Loki and Flowa arrive in the aftermath of the bloodbath perpetrated by Gamora on Earth. The Avengers and the Guardians of the Galaxy have been dispatched with ease by Gamora armed with the Infinity Stones. She is ready to slay Loki, but, in true Trickster God fashion, Loki Laufeyson talks his way out of death. Meanwhile, Gamora tames the universe by folding it in half, fusing all souls with another. Captain America and Doctor Strange, Iron Man and Thor, Spider-Man and Moon Knight, X-23 and Scarlet Witch, and others are fused together. Gamora goes to the Quarry of Creation and brings Flowa to record what happens.
If you were hoping for a reasonable explanation for the “Infinity Warps” in this comic, then I am sorry to say that Infinity Wars #3 will disappoint you greatly in that regard.
This entire issue is encapsulated by Loki trying to negotiate with Gamora while the latter fuses the universe with itself. It’s never really explained either.

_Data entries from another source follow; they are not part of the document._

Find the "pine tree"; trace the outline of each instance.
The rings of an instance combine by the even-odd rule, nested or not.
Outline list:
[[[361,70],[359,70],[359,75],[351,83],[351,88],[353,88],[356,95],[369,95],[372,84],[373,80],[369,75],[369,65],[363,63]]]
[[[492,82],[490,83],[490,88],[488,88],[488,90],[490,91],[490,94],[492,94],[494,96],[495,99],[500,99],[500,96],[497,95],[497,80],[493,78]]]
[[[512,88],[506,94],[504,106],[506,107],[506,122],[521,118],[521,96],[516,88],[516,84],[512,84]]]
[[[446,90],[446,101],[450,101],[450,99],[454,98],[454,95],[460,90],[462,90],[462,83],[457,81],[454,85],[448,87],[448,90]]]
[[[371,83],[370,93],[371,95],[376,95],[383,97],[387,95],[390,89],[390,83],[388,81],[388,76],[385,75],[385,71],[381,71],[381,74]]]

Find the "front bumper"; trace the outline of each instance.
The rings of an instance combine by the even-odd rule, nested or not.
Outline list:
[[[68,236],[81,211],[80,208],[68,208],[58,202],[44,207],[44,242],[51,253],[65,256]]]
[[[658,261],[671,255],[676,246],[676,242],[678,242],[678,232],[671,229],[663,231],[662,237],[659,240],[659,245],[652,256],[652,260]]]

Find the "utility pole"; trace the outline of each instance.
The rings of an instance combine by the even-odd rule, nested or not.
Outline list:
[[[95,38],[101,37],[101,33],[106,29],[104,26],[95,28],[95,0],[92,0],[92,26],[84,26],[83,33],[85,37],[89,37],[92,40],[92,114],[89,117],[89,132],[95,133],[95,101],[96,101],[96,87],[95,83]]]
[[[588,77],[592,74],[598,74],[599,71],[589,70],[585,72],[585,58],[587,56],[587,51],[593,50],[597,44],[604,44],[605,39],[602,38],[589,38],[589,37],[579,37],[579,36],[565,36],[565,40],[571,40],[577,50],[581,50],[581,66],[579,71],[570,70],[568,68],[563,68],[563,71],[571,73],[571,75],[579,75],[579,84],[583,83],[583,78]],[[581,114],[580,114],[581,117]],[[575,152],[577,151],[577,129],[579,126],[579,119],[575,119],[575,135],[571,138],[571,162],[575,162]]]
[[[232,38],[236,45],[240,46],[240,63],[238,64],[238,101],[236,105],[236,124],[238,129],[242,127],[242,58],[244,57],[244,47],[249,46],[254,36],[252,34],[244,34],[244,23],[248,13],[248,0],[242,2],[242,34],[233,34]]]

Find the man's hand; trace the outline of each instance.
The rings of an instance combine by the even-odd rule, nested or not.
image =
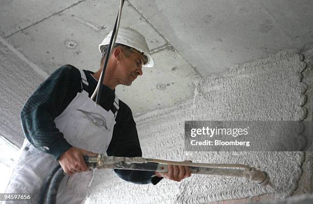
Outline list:
[[[158,177],[163,177],[170,180],[180,182],[191,175],[189,168],[187,166],[167,165],[167,172],[155,172]]]
[[[59,159],[64,172],[71,175],[75,172],[89,171],[84,160],[84,155],[97,156],[98,154],[75,147],[70,148],[64,152]]]

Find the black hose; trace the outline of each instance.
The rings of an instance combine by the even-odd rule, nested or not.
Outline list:
[[[41,190],[40,191],[40,195],[39,197],[39,204],[44,203],[44,199],[46,198],[46,195],[48,191],[48,188],[50,185],[51,179],[59,169],[61,167],[61,166],[59,164],[56,167],[52,169],[52,170],[49,173],[49,175],[47,177],[43,185],[41,186]]]
[[[51,182],[47,193],[46,204],[55,204],[56,202],[56,197],[58,193],[59,186],[62,182],[62,179],[65,176],[65,173],[63,171],[62,167],[55,172],[51,179]]]

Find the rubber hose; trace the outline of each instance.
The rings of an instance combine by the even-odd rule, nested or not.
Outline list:
[[[46,195],[48,191],[48,187],[49,187],[50,185],[50,182],[51,182],[51,179],[52,179],[52,177],[55,174],[55,172],[56,172],[56,171],[58,170],[59,170],[60,167],[61,167],[61,166],[59,164],[56,167],[55,167],[54,168],[53,168],[52,170],[50,171],[50,173],[49,173],[49,175],[46,179],[46,180],[44,180],[44,182],[43,183],[43,185],[41,186],[41,190],[40,191],[40,197],[39,197],[39,204],[44,203],[44,199],[46,198]]]
[[[65,175],[62,167],[55,172],[54,175],[51,179],[51,182],[47,193],[47,198],[46,199],[46,204],[55,204],[56,202],[56,197],[58,193],[59,186],[62,182],[62,179]]]

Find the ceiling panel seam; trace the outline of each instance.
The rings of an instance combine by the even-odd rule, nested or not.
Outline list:
[[[143,16],[143,15],[140,13],[139,12],[139,11],[132,5],[130,3],[130,2],[129,2],[129,1],[126,0],[127,1],[127,2],[128,3],[128,4],[129,4],[129,5],[130,5],[130,6],[131,6],[132,8],[133,8],[133,9],[137,12],[138,12],[138,13],[139,14],[139,15],[140,15],[147,22],[148,22],[153,28],[153,29],[154,29],[155,30],[155,31],[156,32],[158,32],[158,33],[159,33],[159,34],[164,39],[164,40],[165,40],[166,41],[166,44],[165,44],[166,46],[167,46],[167,47],[168,47],[168,48],[169,49],[171,49],[171,48],[172,48],[172,49],[173,49],[174,50],[175,50],[175,51],[176,51],[183,58],[183,59],[184,59],[184,60],[185,61],[186,61],[186,62],[190,66],[191,66],[191,67],[192,67],[192,69],[195,71],[195,72],[196,73],[197,73],[197,74],[199,75],[199,76],[200,76],[202,78],[204,78],[204,76],[197,70],[196,67],[192,65],[192,64],[191,64],[187,60],[186,60],[186,59],[185,58],[185,57],[182,54],[182,53],[181,53],[180,52],[179,52],[178,50],[176,50],[175,49],[175,48],[170,43],[170,42],[166,39],[165,38],[165,37],[160,32],[159,32],[159,31],[158,30],[158,29],[156,29],[156,28],[155,27],[154,27],[153,26],[153,25],[150,22],[150,21],[149,21],[149,20],[148,20],[148,19]],[[165,48],[164,48],[164,49],[162,49],[162,50],[164,50]],[[155,49],[158,49],[156,48],[155,49],[154,49],[154,50],[155,50]],[[161,51],[161,50],[160,50]],[[157,51],[156,52],[155,52],[154,53],[156,53],[158,52],[159,52],[159,51]]]
[[[9,34],[9,35],[7,35],[7,36],[4,36],[4,37],[5,38],[9,38],[9,37],[10,37],[12,36],[12,35],[14,35],[14,34],[16,34],[16,33],[18,33],[18,32],[19,32],[23,31],[24,31],[24,30],[25,30],[27,29],[28,29],[28,28],[29,28],[31,27],[32,26],[35,26],[35,25],[37,25],[37,24],[39,24],[39,23],[40,23],[40,22],[42,22],[43,21],[44,21],[44,20],[46,20],[46,19],[48,19],[48,18],[50,18],[51,17],[52,17],[52,16],[55,16],[55,15],[57,15],[57,14],[58,14],[59,13],[62,13],[62,12],[63,12],[64,11],[65,11],[65,10],[67,10],[67,9],[70,9],[70,8],[72,8],[72,7],[74,7],[74,6],[77,6],[77,5],[78,5],[78,4],[80,4],[81,3],[83,2],[85,2],[85,1],[87,1],[87,0],[81,0],[81,1],[78,1],[78,2],[77,2],[77,3],[75,3],[75,4],[72,4],[72,5],[70,6],[69,7],[68,7],[65,8],[65,9],[62,9],[61,10],[60,10],[60,11],[58,11],[57,12],[56,12],[56,13],[54,13],[54,14],[51,14],[51,15],[50,15],[50,16],[48,16],[48,17],[45,17],[45,18],[42,18],[42,19],[41,19],[41,20],[39,20],[39,21],[37,21],[37,22],[35,22],[35,23],[34,23],[34,24],[32,24],[32,25],[31,25],[28,26],[26,27],[25,28],[22,28],[21,29],[19,30],[18,30],[18,31],[17,31],[14,32],[13,32],[13,33],[11,33],[11,34]]]

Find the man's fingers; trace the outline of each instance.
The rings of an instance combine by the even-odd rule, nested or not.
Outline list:
[[[185,168],[184,178],[190,177],[190,176],[191,175],[191,172],[190,172],[190,169],[189,169],[189,167],[188,167],[188,166],[184,166],[184,167]]]
[[[82,153],[83,155],[85,155],[90,156],[98,156],[98,154],[97,153],[94,153],[92,151],[85,150],[84,149],[83,149],[82,150],[83,150]]]
[[[173,165],[173,175],[175,180],[178,179],[178,175],[180,173],[180,168],[177,165]]]
[[[178,174],[178,180],[180,181],[185,177],[185,169],[184,166],[178,166],[180,169],[180,174]]]

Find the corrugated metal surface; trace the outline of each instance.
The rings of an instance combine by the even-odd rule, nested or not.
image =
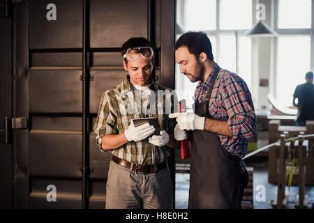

The comic attempts to draw a parallel between the Infinity Warps and Thanos killing half the universe in Infinity Gauntlet, but—well, one is an act of mass genocide while the other is a bad mid-1990’s toy line. One raises the stakes while the other confuses and exasperates.
That’s the real problem with the Infinity Warps now being a part of the main Infinity Wars story: it’s really goofy and makes it difficult to take the story in any seriously. Tension evaporates, and you marvel at how bad the visual design for Weapon Hex and Soldier Supreme are. Admittedly, Iron Hammer and Aracknight look okay.
Mike Deodato Jr. continues to provide good art that feels like it comes with a Faustian cost. The paneling is still distracting and baffling. There are moments where body posture and facial expression make little sense for the scene they inhabit. That said, he’s still a great artist that brings some positives to the book. Frank Martin’s color art is dark and suits the story well enough.
Infinity Wars #3 brings the story to a grinding halt to introduce the Infinity Warps and advertise the spin-off comics. For my money, I’m only interested in the Sleepwalker mini since it continues the story of Infinity Countdown: Darkhawk. As for this comic, I can’t recommend it. The story goes nowhere and introduces an idea that would really only work in its own separate miniseries or group of miniseries.
I’d be fine with the Infinity Warps as some sort of “What If” group of miniseries; setting them as one of the main ideas of Infinity Wars is a misstep.